Planda dikkat çekici ve öne çıkan başlıklar ise şunlar oldu:
ENFLASYONLA MÜCADELE: Plana göre, 2028'de gayrisafi yurt içi hasılanın 2 trilyon 820 milyar liraya, kişi başına gelirin 17 bin 554 dolara yükseltilmesi, işsizliğin 2028'de yüzde 7,5'e düşürülmesi, 2024-2028 döneminde büyümenin ortalama yüzde 5 olması hedefleniyor.
2023 yılı tüketici fiyat endeksi, (TÜFE) 2023 yılında yüzde 65, 2028 sonunda yüzde 4.7 olacak.
TEK PARA DİJİTAL TL OLACAK: 2028 yılında fiziksel parayla birlikte kullanıma sunulacak olan dijital Türk lirası tüm ekonomik, sosyal ve toplumsal boyutlarıyla geliştirilerek tedavüldeki tek para haline gelecek, finans sektörü, 2053’e giden süreçte teknoloji ihraç eder konumda olacaktır.
İLK 10 EKONOMİ ARASINDA: 2053 yılında ilk 10 ekonomi, satın alma gücü paritesine göre ise ilk 5 ekonomi arasında yer alması hedeflenmektedir.
YOKSULLUK 2053'TE TAMAMEN ORTADAN KALKACAK: Önümüzdeki otuz yıllık dönemde, yoksulluğun tamamen ortadan kalkması, gelişmiş ülke refahının yurt sathına adil ve dengeli bir biçimde yayılarak Gini katsayısının 0,30 seviyesine gerilemesi beklenmektedir.
ADALET DE 2053’TE GELECEK: Hukukun üstünlüğü ve hukuk devleti ilkelerinden ödün vermeden hızlı işleyen, güvenilir, insanı önceleyen, temel hak özgürlüklere tam koruma sağlayan ve dijital imkânlardan azami ölçüde yararlanan adaletin esas alınması 2053 vizyonunun temel unsurudur. Aynı zamanda, yatırım, istihdam, üretim ve ihracat süreçlerindeki bürokratik en iyileştirme ve hukuki öngörülebilirliğin tesisi ile Türkiye’nin doğrudan yatırım yapılacak ilk ülkeler arasında tercih edilen bir konuma gelmesi hedeflenmektedir.
İNSANİ GELİŞMEDE HEDEF İLK 20: İnsani Gelişme Endeksi sıralamasında ülkemizin 2053 yılında ilk 20 ülke arasına girmesi hedeflenmektedir.

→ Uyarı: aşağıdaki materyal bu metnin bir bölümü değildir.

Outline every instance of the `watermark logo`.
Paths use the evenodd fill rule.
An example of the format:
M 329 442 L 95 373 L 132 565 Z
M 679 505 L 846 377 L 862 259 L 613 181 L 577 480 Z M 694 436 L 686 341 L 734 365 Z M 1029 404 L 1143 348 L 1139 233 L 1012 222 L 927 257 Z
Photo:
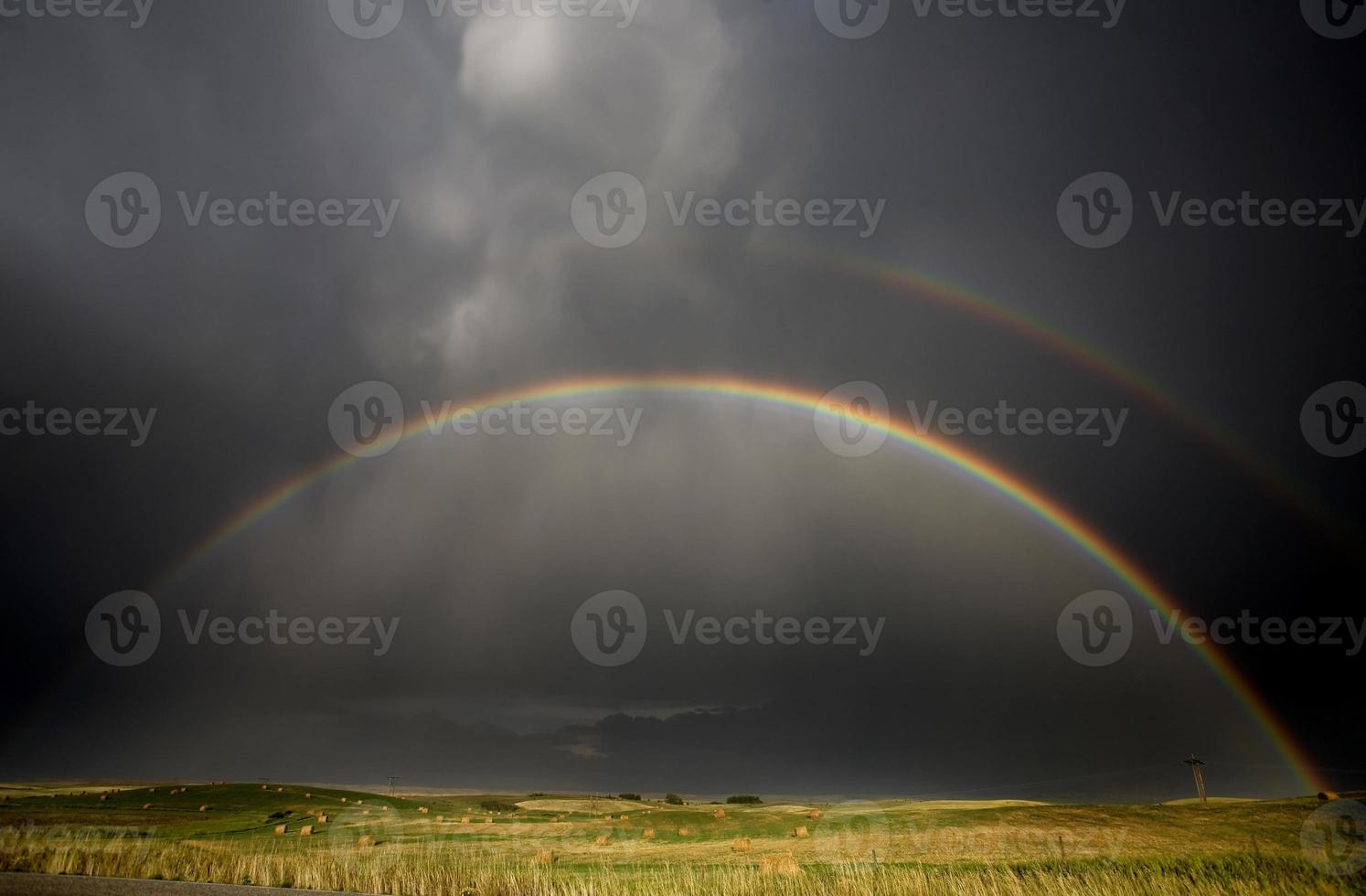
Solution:
M 891 14 L 892 0 L 816 0 L 816 18 L 826 31 L 847 41 L 873 37 Z
M 109 175 L 86 197 L 86 227 L 111 249 L 137 249 L 161 227 L 161 191 L 137 171 Z
M 631 27 L 641 0 L 425 0 L 428 16 L 458 19 L 611 19 Z M 403 19 L 404 0 L 328 0 L 332 22 L 362 41 L 389 34 Z
M 339 29 L 362 41 L 384 37 L 403 20 L 404 0 L 328 0 Z
M 645 232 L 650 201 L 635 175 L 609 171 L 585 183 L 574 195 L 574 229 L 598 249 L 630 246 Z
M 157 408 L 141 407 L 38 407 L 29 400 L 22 408 L 0 407 L 0 436 L 57 437 L 85 436 L 127 438 L 141 448 L 152 434 Z
M 877 234 L 887 199 L 776 198 L 755 191 L 753 197 L 699 197 L 697 190 L 663 193 L 673 227 L 739 228 L 856 228 L 859 239 Z M 624 171 L 593 178 L 574 195 L 570 217 L 574 229 L 598 249 L 630 246 L 649 219 L 645 186 Z
M 1119 25 L 1128 0 L 910 0 L 918 18 L 945 19 L 1076 19 L 1101 22 L 1101 29 Z
M 403 436 L 403 399 L 388 382 L 358 382 L 332 402 L 328 430 L 352 458 L 381 458 Z
M 117 591 L 86 615 L 86 643 L 100 660 L 113 667 L 141 665 L 161 642 L 161 611 L 142 591 Z
M 246 199 L 213 198 L 208 190 L 191 197 L 176 191 L 186 227 L 369 228 L 376 239 L 389 235 L 402 199 L 285 198 L 279 190 Z M 135 249 L 161 227 L 161 193 L 145 173 L 124 171 L 105 178 L 86 197 L 86 225 L 105 246 Z
M 127 19 L 137 31 L 148 23 L 156 0 L 0 0 L 0 19 Z
M 1314 33 L 1335 41 L 1366 31 L 1366 0 L 1299 0 L 1299 11 Z
M 399 631 L 399 616 L 324 616 L 311 619 L 309 616 L 285 616 L 277 609 L 269 611 L 265 616 L 243 616 L 229 619 L 228 616 L 214 616 L 209 619 L 209 611 L 201 609 L 194 620 L 190 613 L 179 609 L 180 630 L 184 641 L 190 646 L 198 646 L 205 636 L 219 646 L 235 643 L 255 647 L 269 641 L 272 645 L 309 646 L 320 643 L 328 647 L 373 647 L 372 653 L 382 657 L 393 646 L 393 636 Z
M 486 407 L 455 402 L 421 402 L 421 429 L 430 436 L 590 437 L 611 438 L 617 448 L 635 441 L 645 411 L 639 407 L 530 407 L 520 400 Z M 414 418 L 417 421 L 418 418 Z M 403 399 L 388 382 L 361 382 L 339 395 L 328 410 L 332 441 L 355 458 L 380 458 L 403 440 Z M 414 422 L 413 432 L 419 432 Z
M 1134 612 L 1115 591 L 1082 594 L 1057 615 L 1057 643 L 1082 665 L 1113 665 L 1134 643 Z
M 649 620 L 645 605 L 630 591 L 602 591 L 583 601 L 570 621 L 570 638 L 593 665 L 631 662 L 645 649 Z
M 887 392 L 876 382 L 856 381 L 821 397 L 813 414 L 816 437 L 840 458 L 867 458 L 891 434 L 892 414 Z
M 1366 869 L 1366 806 L 1354 799 L 1314 810 L 1299 832 L 1299 845 L 1326 874 L 1356 874 Z
M 1123 178 L 1096 171 L 1078 178 L 1057 198 L 1057 223 L 1078 246 L 1109 249 L 1134 225 L 1134 194 Z
M 1182 190 L 1149 190 L 1147 204 L 1158 227 L 1318 227 L 1340 229 L 1356 239 L 1366 229 L 1366 201 L 1351 198 L 1281 199 L 1253 195 L 1188 197 Z M 1128 235 L 1138 213 L 1128 183 L 1108 171 L 1074 180 L 1057 199 L 1057 223 L 1078 246 L 1108 249 Z
M 1366 449 L 1366 387 L 1344 380 L 1318 389 L 1299 411 L 1299 429 L 1321 455 L 1359 455 Z

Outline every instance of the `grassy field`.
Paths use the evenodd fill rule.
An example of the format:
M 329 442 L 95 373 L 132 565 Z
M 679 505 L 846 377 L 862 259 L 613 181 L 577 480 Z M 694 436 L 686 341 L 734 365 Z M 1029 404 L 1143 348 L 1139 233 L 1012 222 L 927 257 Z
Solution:
M 12 785 L 0 870 L 414 896 L 1366 893 L 1362 873 L 1303 847 L 1320 807 Z

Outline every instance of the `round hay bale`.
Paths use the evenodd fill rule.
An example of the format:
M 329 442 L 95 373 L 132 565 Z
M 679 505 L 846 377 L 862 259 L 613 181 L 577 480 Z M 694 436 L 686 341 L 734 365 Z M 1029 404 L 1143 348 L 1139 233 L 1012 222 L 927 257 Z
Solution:
M 759 859 L 759 874 L 765 877 L 796 877 L 802 873 L 802 866 L 796 863 L 791 852 L 773 852 Z

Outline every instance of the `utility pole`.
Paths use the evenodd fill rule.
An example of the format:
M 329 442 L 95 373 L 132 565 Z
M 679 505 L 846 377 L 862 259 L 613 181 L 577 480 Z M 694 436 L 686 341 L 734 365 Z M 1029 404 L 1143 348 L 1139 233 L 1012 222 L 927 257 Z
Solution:
M 1199 794 L 1199 802 L 1208 803 L 1209 799 L 1205 798 L 1205 776 L 1201 774 L 1201 770 L 1199 770 L 1201 766 L 1205 765 L 1205 761 L 1203 759 L 1197 759 L 1195 754 L 1193 753 L 1191 758 L 1182 759 L 1182 762 L 1184 765 L 1191 766 L 1191 774 L 1195 776 L 1195 792 Z

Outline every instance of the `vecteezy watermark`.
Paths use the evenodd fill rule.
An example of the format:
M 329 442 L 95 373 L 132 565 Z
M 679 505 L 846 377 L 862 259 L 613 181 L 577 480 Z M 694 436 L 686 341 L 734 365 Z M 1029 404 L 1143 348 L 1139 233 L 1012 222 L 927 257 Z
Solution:
M 882 30 L 893 3 L 921 19 L 1078 19 L 1109 30 L 1128 0 L 816 0 L 816 18 L 835 37 L 859 41 Z
M 593 665 L 613 668 L 641 656 L 650 623 L 645 604 L 630 591 L 602 591 L 583 601 L 570 620 L 570 639 Z
M 1335 41 L 1366 31 L 1366 0 L 1299 0 L 1305 22 Z
M 994 407 L 940 408 L 929 402 L 923 408 L 914 400 L 906 403 L 915 432 L 925 436 L 933 428 L 938 434 L 956 438 L 968 436 L 1024 436 L 1038 438 L 1098 438 L 1102 448 L 1113 448 L 1124 432 L 1128 408 L 1109 407 L 1014 407 L 1004 399 Z
M 22 410 L 0 407 L 0 436 L 128 438 L 131 447 L 141 448 L 152 434 L 156 417 L 154 407 L 146 411 L 139 407 L 82 407 L 72 411 L 38 407 L 30 400 Z
M 1299 411 L 1299 429 L 1321 455 L 1359 455 L 1366 449 L 1366 387 L 1344 380 L 1318 389 Z
M 664 611 L 669 639 L 682 646 L 693 641 L 702 646 L 721 643 L 744 646 L 795 646 L 799 643 L 856 647 L 867 657 L 877 650 L 887 624 L 885 616 L 770 616 L 755 609 L 749 616 L 697 616 L 695 609 Z M 570 639 L 579 654 L 601 667 L 626 665 L 641 656 L 649 632 L 645 605 L 630 591 L 602 591 L 583 601 L 570 620 Z
M 86 613 L 86 643 L 109 665 L 141 665 L 161 643 L 161 611 L 142 591 L 116 591 Z
M 617 448 L 635 441 L 642 408 L 626 407 L 529 407 L 515 400 L 489 407 L 464 407 L 455 402 L 421 402 L 422 428 L 432 436 L 574 436 L 611 438 Z M 336 445 L 357 458 L 387 455 L 403 438 L 403 399 L 388 382 L 359 382 L 339 395 L 328 411 L 328 429 Z
M 1356 874 L 1366 869 L 1366 806 L 1355 799 L 1325 803 L 1305 820 L 1299 847 L 1325 874 Z
M 1347 198 L 1264 198 L 1243 190 L 1235 197 L 1187 197 L 1180 190 L 1150 190 L 1158 227 L 1322 227 L 1356 239 L 1366 228 L 1366 201 Z M 1057 223 L 1078 246 L 1108 249 L 1124 239 L 1138 204 L 1124 178 L 1097 171 L 1078 178 L 1057 199 Z
M 825 30 L 847 41 L 861 41 L 882 30 L 900 0 L 816 0 L 816 18 Z
M 373 653 L 382 657 L 393 646 L 393 635 L 399 631 L 399 616 L 388 619 L 382 616 L 325 616 L 311 619 L 307 616 L 281 616 L 280 611 L 272 609 L 265 616 L 243 616 L 229 619 L 228 616 L 214 616 L 209 619 L 209 611 L 201 609 L 194 621 L 190 613 L 178 609 L 180 628 L 184 631 L 186 643 L 198 645 L 208 635 L 212 643 L 227 646 L 243 643 L 247 646 L 264 645 L 311 645 L 326 646 L 373 646 Z
M 1128 0 L 910 0 L 925 19 L 1078 19 L 1100 22 L 1106 31 L 1119 25 Z
M 1134 613 L 1115 591 L 1082 594 L 1057 615 L 1057 643 L 1082 665 L 1113 665 L 1134 642 Z
M 695 190 L 663 193 L 673 227 L 814 227 L 856 228 L 859 239 L 877 234 L 887 199 L 775 198 L 762 190 L 753 197 L 698 197 Z M 650 199 L 645 184 L 624 171 L 609 171 L 579 187 L 570 204 L 574 229 L 598 249 L 630 246 L 645 232 Z
M 208 190 L 191 197 L 176 193 L 186 227 L 367 228 L 376 239 L 388 236 L 400 199 L 285 198 L 277 190 L 246 199 L 213 198 Z M 161 228 L 161 191 L 148 175 L 124 171 L 94 186 L 85 205 L 86 225 L 105 246 L 137 249 Z
M 611 19 L 619 29 L 631 27 L 641 0 L 423 0 L 433 19 Z M 399 27 L 408 4 L 404 0 L 328 0 L 328 14 L 346 34 L 369 41 Z M 413 0 L 413 5 L 417 5 Z
M 201 609 L 191 620 L 190 613 L 178 609 L 186 643 L 194 646 L 205 641 L 214 645 L 243 643 L 326 646 L 374 646 L 374 656 L 382 657 L 393 646 L 399 617 L 326 616 L 314 620 L 307 616 L 288 617 L 272 609 L 265 616 L 229 619 Z M 86 642 L 96 657 L 115 667 L 146 662 L 161 643 L 161 611 L 149 594 L 117 591 L 101 600 L 86 615 Z M 373 634 L 372 634 L 373 632 Z
M 0 0 L 0 19 L 113 19 L 134 31 L 148 23 L 156 0 Z
M 1152 609 L 1153 630 L 1157 641 L 1169 645 L 1179 634 L 1188 645 L 1214 642 L 1228 646 L 1244 643 L 1250 646 L 1296 643 L 1300 646 L 1320 645 L 1325 647 L 1347 647 L 1347 656 L 1355 657 L 1366 643 L 1366 619 L 1346 616 L 1299 616 L 1285 620 L 1281 616 L 1254 616 L 1242 611 L 1235 616 L 1201 619 L 1183 611 L 1161 612 Z
M 940 407 L 938 400 L 923 406 L 906 402 L 911 426 L 921 436 L 932 430 L 948 438 L 963 436 L 1008 438 L 1042 436 L 1096 438 L 1113 448 L 1124 432 L 1128 408 L 1108 407 L 1015 407 L 1000 400 L 992 407 Z M 866 458 L 887 441 L 892 418 L 887 392 L 874 382 L 846 382 L 821 397 L 813 411 L 816 436 L 841 458 Z
M 1177 636 L 1188 645 L 1213 642 L 1220 646 L 1344 647 L 1355 657 L 1366 646 L 1366 619 L 1344 616 L 1257 616 L 1243 609 L 1238 616 L 1203 619 L 1180 609 L 1150 609 L 1149 619 L 1158 645 L 1171 645 Z M 1063 608 L 1057 616 L 1057 642 L 1068 657 L 1082 665 L 1113 665 L 1124 658 L 1134 643 L 1137 626 L 1128 602 L 1115 591 L 1091 591 Z

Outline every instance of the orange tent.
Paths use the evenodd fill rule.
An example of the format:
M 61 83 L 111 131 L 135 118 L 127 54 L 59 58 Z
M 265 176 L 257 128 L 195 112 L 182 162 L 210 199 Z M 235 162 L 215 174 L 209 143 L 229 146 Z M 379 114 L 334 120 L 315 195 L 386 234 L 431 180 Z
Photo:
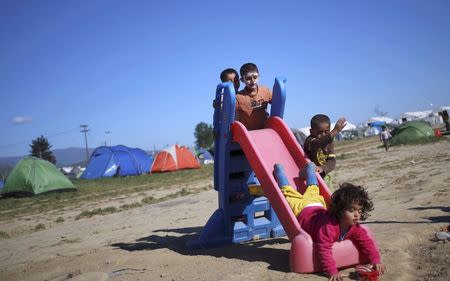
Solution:
M 197 157 L 187 147 L 173 145 L 156 154 L 150 173 L 198 168 L 200 163 Z

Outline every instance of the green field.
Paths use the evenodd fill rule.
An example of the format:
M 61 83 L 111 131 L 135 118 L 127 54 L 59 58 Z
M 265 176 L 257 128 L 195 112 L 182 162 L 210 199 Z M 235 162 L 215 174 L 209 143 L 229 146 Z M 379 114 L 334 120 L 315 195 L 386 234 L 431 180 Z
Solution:
M 72 180 L 77 188 L 76 192 L 58 192 L 41 194 L 34 197 L 23 198 L 1 198 L 0 199 L 0 220 L 10 220 L 17 216 L 43 214 L 48 212 L 62 212 L 73 209 L 89 202 L 96 202 L 108 198 L 123 197 L 127 194 L 144 193 L 152 189 L 174 188 L 189 186 L 201 180 L 212 181 L 213 165 L 202 166 L 201 169 L 182 170 L 172 173 L 146 174 L 132 177 L 102 178 L 96 180 Z M 212 188 L 212 186 L 210 187 Z M 124 209 L 161 202 L 178 196 L 194 193 L 183 188 L 181 191 L 173 193 L 163 198 L 152 198 L 151 196 L 142 199 L 140 202 L 126 204 L 118 209 L 94 209 L 86 210 L 80 217 L 90 217 L 95 214 L 112 213 Z

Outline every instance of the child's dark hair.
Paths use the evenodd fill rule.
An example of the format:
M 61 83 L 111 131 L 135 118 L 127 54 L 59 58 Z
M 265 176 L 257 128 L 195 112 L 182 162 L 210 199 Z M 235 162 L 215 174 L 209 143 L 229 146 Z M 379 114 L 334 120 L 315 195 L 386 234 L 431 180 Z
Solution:
M 311 128 L 317 128 L 323 123 L 331 123 L 330 118 L 325 114 L 316 114 L 311 118 Z
M 220 81 L 225 82 L 226 79 L 227 79 L 227 75 L 228 74 L 235 74 L 236 75 L 235 79 L 239 80 L 239 73 L 237 73 L 236 69 L 234 69 L 234 68 L 227 68 L 227 69 L 225 69 L 224 71 L 222 71 L 220 73 Z
M 328 211 L 339 219 L 344 210 L 350 208 L 353 203 L 362 206 L 361 220 L 364 221 L 367 219 L 367 217 L 369 217 L 369 212 L 373 210 L 373 203 L 369 198 L 367 191 L 362 186 L 343 183 L 339 185 L 339 189 L 331 195 L 331 204 Z
M 259 70 L 258 70 L 258 67 L 256 66 L 256 64 L 248 62 L 241 66 L 241 69 L 239 70 L 239 72 L 241 73 L 241 76 L 244 77 L 245 74 L 247 74 L 249 72 L 259 73 Z

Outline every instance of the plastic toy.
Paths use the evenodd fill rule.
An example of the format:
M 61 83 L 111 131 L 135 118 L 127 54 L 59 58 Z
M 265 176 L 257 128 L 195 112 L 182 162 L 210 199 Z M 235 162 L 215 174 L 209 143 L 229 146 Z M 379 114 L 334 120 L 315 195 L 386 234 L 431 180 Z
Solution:
M 269 216 L 265 215 L 266 220 L 261 220 L 261 222 L 266 223 L 266 230 L 271 229 L 273 236 L 281 234 L 281 232 L 278 232 L 279 228 L 276 227 L 276 220 L 279 219 L 281 222 L 284 229 L 283 234 L 285 232 L 291 241 L 290 267 L 293 272 L 317 272 L 321 270 L 317 247 L 311 236 L 300 227 L 272 174 L 274 164 L 282 164 L 290 185 L 297 187 L 301 193 L 306 188 L 305 182 L 298 178 L 299 171 L 306 164 L 306 156 L 282 119 L 285 81 L 285 79 L 275 79 L 271 117 L 267 120 L 264 129 L 253 131 L 247 131 L 242 123 L 234 121 L 235 93 L 231 82 L 219 84 L 217 87 L 216 100 L 223 99 L 223 103 L 221 109 L 216 109 L 214 115 L 214 125 L 216 130 L 218 129 L 216 131 L 218 137 L 215 143 L 216 155 L 224 156 L 219 161 L 215 161 L 217 167 L 214 171 L 214 183 L 219 191 L 219 208 L 207 222 L 199 239 L 190 241 L 188 246 L 194 249 L 240 241 L 240 237 L 237 235 L 239 232 L 236 231 L 243 225 L 239 221 L 233 221 L 233 215 L 239 217 L 242 214 L 248 214 L 246 212 L 249 210 L 255 211 L 256 208 L 248 203 L 243 205 L 241 209 L 234 208 L 230 204 L 230 198 L 233 198 L 232 195 L 236 191 L 244 192 L 246 198 L 249 198 L 247 196 L 253 198 L 248 192 L 246 181 L 246 175 L 253 169 L 265 194 L 265 197 L 258 198 L 267 198 L 271 206 L 268 210 L 273 209 L 277 215 L 277 217 L 274 216 L 275 212 Z M 242 172 L 243 170 L 244 172 Z M 237 178 L 242 183 L 241 176 L 245 181 L 244 185 L 239 187 L 226 185 L 227 183 L 233 183 Z M 325 202 L 329 204 L 330 190 L 323 179 L 318 174 L 317 176 L 321 195 Z M 247 202 L 257 204 L 258 198 L 249 199 Z M 267 202 L 264 205 L 267 207 L 269 204 Z M 253 226 L 258 227 L 260 224 L 251 221 L 252 219 L 254 217 L 247 215 L 241 222 L 247 227 L 246 234 L 257 235 L 258 233 L 251 228 Z M 371 232 L 368 232 L 371 235 Z M 267 231 L 264 233 L 267 237 Z M 243 240 L 248 239 L 249 236 L 245 236 Z M 368 260 L 358 252 L 349 240 L 334 243 L 333 258 L 338 268 L 368 263 Z

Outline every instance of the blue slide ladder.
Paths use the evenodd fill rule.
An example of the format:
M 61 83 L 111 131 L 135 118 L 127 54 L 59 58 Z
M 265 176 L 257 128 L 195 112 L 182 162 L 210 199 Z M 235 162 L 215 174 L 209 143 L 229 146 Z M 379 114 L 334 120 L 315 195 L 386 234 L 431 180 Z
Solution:
M 283 118 L 286 99 L 284 78 L 273 86 L 271 116 Z M 214 110 L 214 189 L 219 207 L 211 215 L 197 239 L 188 241 L 189 249 L 218 247 L 256 239 L 284 236 L 285 231 L 265 196 L 254 196 L 249 184 L 254 173 L 238 143 L 232 141 L 236 93 L 231 82 L 217 86 Z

SANAYİ HEDEFLERİ: Dönem sonunda imalat sanayiinin GSYH içindeki payının yüzde 30’u aşarak, imalat sanayii üretimi açısından dünyanın ilk 10 ülkesi arasında yer alınması, yüksek teknolojili sanayilerin imalat sanayii ihracatında yüzde 3 civarında olan payının dönem sonunda yüzde 17’ye yükseltilmesi, savunma sanayii ihracatında ise ilk 5 ülke arasında yer alan güçlü ve nitelikli üretim kapasitesine sahip bir ülke olunması amaçlanmaktadır.
İLK 100’DE 5 MARKA: Yüksek katma değerli üretim yapısının sağlanmasının yanı sıra markalaşmanın desteklenerek dünyanın en değerli 100 markası arasında en az 5 markaya sahip olunması hedeflenmektedir.
KÜRESEL TİCARET PAYI: Yeni pazarlar ve teknoloji yoğun ürünlerdeki artış ile birlikte, 2053 yılında küresel mal ticaretinden alınan payın yüzde 2’nin üzerine çıkması, hizmet ticareti dâhil edildiğinde bu oranın da artması beklenmektedir.
HİZMET SEKTÖRÜ: Ülkemizin uzun dönemli gelişim stratejisi çerçevesinde, istihdamın yapısındaki temel değişimlerle sektörel dağılımda hizmetler sektörünün ağırlığının artarak devam etmesi ve dönem sonunda yüzde 70 seviyesinin üzerine çıkması beklenmektedir.
İŞSİZLİK ORANI: Otuz yıllık dönem sonunda, işgücünün niteliği gelişmiş ülkeler seviyesine ulaştırılarak çalışma çağındaki her bireyin üretkenliğinden faydalanılması sağlanacak ve işsizlik oranı yüzde 5’in altına indirilecektir. İşgücü içerisinde yükseköğretim mezunlarının payı nitelikli istihdamın daha hızlı artmasıyla 2053 yılına gelindiğinde yüzde 55’e yaklaşacak, 15-24 yaş grubunda eğitimde ve istihdamda olmayanların oranı ise tek haneye düşürülecektir.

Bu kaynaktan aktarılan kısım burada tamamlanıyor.